Po burzliwych tygodniach kampanii i emocjonującej drugiej turze wyborów prezydenckich 2025, oczy całego kraju ponownie zwrócone są na Sąd Najwyższy. To właśnie tam, 1 lipca o godzinie 13:00, zapadnie decyzja, która oficjalnie zakończy – lub nie – wyborczą batalię. W grze nie są już tylko liczby. Chodzi o legitymację najwyższego urzędu w państwie.

Karol Nawrocki, który w drugiej turze zdobył 50,89% głosów, teoretycznie wygrał. Praktycznie – wciąż czeka. Ponad 50 tysięcy protestów z całej Polski trafiło do Sądu Najwyższego. Zarejestrowano ponad 10 tysięcy z nich. To skala, jakiej jeszcze nie widzieliśmy w najnowszej historii wyborów prezydenckich. I choć tylko trzy z protestów uznano za zasadne (bez wpływu na wynik), zlecono też przeliczenie głosów w wybranych komisjach. Ostrożność? Tak. Ale też wyraźny sygnał: nic nie zostanie przemilczane.

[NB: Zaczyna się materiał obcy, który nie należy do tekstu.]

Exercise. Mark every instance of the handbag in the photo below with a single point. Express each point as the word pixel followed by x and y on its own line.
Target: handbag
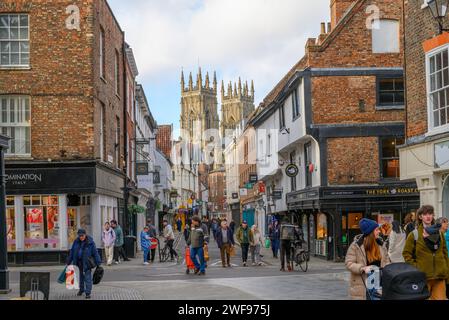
pixel 61 278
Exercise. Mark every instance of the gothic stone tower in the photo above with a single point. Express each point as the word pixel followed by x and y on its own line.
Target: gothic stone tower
pixel 236 105
pixel 199 107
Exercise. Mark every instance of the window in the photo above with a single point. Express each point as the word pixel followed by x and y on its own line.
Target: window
pixel 281 117
pixel 390 92
pixel 14 40
pixel 295 104
pixel 117 73
pixel 390 157
pixel 438 87
pixel 41 222
pixel 10 224
pixel 385 36
pixel 15 122
pixel 292 161
pixel 307 163
pixel 102 53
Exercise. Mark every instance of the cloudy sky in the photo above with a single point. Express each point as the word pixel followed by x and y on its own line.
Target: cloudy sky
pixel 258 40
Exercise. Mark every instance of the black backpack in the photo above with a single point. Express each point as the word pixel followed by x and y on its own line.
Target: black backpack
pixel 401 281
pixel 98 275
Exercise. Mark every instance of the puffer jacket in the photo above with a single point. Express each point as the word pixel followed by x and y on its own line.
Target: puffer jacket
pixel 434 265
pixel 355 261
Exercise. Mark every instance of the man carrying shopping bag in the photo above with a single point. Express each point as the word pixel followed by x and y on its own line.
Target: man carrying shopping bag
pixel 85 256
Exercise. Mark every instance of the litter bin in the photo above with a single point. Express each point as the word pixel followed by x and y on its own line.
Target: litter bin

Nieprzypadkowo SN postanowił przeprowadzić posiedzenie w sprawie ważności wyborów w formule jawnej. 1 lipca o godzinie 13:00, sala A – to będzie nie tylko moment decyzji, ale i demonstracja przejrzystości. Demokracja nie działa za zamkniętymi drzwiami. Tego dnia każdy obywatel będzie mógł symbolicznie „uczestniczyć” w tym rozstrzygnięciu.

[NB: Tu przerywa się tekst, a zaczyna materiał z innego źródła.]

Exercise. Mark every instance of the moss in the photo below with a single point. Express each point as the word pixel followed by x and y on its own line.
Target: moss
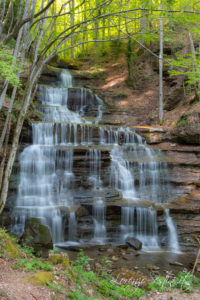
pixel 40 278
pixel 7 245
pixel 183 120
pixel 59 258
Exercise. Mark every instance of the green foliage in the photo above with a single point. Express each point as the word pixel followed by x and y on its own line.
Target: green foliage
pixel 183 280
pixel 186 65
pixel 32 265
pixel 186 281
pixel 82 260
pixel 183 120
pixel 9 66
pixel 77 295
pixel 55 250
pixel 159 284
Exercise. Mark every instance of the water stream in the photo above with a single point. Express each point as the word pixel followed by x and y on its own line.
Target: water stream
pixel 51 186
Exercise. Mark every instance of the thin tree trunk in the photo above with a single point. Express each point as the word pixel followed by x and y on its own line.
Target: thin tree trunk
pixel 161 71
pixel 72 24
pixel 4 152
pixel 195 64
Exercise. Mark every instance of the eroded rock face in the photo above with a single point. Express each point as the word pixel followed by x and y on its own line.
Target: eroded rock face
pixel 187 129
pixel 37 235
pixel 135 243
pixel 171 100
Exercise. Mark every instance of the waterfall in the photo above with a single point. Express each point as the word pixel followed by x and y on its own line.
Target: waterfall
pixel 77 162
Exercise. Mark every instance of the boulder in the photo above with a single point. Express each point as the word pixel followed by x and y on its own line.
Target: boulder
pixel 134 243
pixel 171 100
pixel 37 235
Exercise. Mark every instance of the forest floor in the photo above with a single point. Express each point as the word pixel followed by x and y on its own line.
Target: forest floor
pixel 138 101
pixel 15 286
pixel 80 276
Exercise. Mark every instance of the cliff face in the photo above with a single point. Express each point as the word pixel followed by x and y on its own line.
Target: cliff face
pixel 133 107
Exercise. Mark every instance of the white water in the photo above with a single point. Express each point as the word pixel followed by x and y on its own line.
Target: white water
pixel 47 185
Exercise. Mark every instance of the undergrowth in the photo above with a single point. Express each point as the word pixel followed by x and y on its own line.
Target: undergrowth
pixel 79 282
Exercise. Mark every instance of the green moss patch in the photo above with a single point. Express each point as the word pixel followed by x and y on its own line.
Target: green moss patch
pixel 41 278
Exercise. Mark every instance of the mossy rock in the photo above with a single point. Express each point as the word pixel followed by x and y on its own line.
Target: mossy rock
pixel 59 258
pixel 40 278
pixel 8 246
pixel 126 276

Jak podano, rozpoznanie wyborów nastąpi w pełnym składzie Izby Kontroli Nadzwyczajnej i Spraw Publicznych – dokładnie tak, jak przewiduje Konstytucja.

Choć większość obserwatorów nie spodziewa się unieważnienia wyniku, to procedury nie są formalnością. Stawką jest wiarygodność systemu wyborczego i polityczna stabilność kraju. W przeszłości w podobnych sytuacjach decyzja Sądu Najwyższego była formalnym potwierdzeniem wyniku. Tym razem jednak presja jest większa, skala protestów bezprecedensowa, a społeczna temperatura – wysoka.

Jeśli decyzja SN będzie pozytywna, Karol Nawrocki będzie mógł wreszcie przyjąć oficjalny mandat. Wtedy dopiero – po wielu tygodniach niepewności – rozpocznie się nowy rozdział polskiej prezydentury. Do tego czasu – żadnych oficjalnych toastów, żadnych zmian w Pałacu. Tylko cisza przed decyzją.